Human central auditory plasticity associated with tone sequence learning.

We investigated learning-related changes in amplitude, scalp topography, and source localization of the mismatch negativity (MMN), a neurophysiological response correlated with auditory discrimination ability. Participants (n = 32) underwent two EEG recordings while they watched silent films and ignored auditory stimuli. Stimuli were a standard (probability = 85%) and two deviant (probability = 7.5% each for high [HD] and low [LD]) eight-tone sequences that differed in the frequency of one tone. Between recordings, subjects practiced discriminating the HD or LD from the standard for 6 min. The amplitude of the LD MMN increased significantly across recordings in both groups, whereas the amplitude of the HD MMN did not. The LD was easier to discriminate than was the HD. Thus, practicing either discrimination increased the MMN for the easier discrimination. Learning and changes in the LD MMN amplitude were highly correlated. Source localizations of event-related potentials (ERPs) to all stimuli revealed bilateral sources in superior temporal regions.

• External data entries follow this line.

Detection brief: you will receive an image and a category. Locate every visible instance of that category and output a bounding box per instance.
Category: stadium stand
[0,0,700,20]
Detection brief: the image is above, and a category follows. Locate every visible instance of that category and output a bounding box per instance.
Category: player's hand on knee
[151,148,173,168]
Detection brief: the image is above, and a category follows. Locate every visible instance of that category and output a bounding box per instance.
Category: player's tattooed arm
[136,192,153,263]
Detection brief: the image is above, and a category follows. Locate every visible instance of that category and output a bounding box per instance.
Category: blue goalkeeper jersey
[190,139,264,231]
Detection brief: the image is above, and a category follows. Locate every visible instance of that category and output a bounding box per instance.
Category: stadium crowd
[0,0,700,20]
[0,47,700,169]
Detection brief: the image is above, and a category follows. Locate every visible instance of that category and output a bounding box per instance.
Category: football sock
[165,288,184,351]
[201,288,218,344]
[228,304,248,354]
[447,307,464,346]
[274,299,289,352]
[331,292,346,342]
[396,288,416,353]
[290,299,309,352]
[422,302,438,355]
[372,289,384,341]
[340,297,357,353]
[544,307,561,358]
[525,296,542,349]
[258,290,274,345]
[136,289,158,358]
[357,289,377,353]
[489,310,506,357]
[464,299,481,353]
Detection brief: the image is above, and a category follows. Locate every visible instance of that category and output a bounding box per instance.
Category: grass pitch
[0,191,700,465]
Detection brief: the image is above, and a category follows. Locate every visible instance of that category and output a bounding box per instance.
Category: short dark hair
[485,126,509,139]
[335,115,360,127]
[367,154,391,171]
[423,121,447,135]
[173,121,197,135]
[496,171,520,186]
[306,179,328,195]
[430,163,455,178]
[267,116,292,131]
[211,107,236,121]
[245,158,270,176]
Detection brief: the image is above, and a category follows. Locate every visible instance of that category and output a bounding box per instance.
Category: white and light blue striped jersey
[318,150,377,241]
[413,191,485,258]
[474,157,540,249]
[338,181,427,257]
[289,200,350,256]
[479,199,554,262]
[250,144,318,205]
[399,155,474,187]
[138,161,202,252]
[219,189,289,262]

Compared with the standard ERP, the LD ERP revealed a stronger source in the left superior temporal region in both recordings, whereas the right-sided source became stronger after learning. Consistent with prior studies of auditory plasticity in animals and humans, tone sequence learning induced rapid neurophysiological plasticity in the human central auditory system. The results also suggest that there is asymmetric hemispheric involvement in tone sequence discrimination learning and that discrimination difficulty influences the time course of learning-related neurophysiological changes.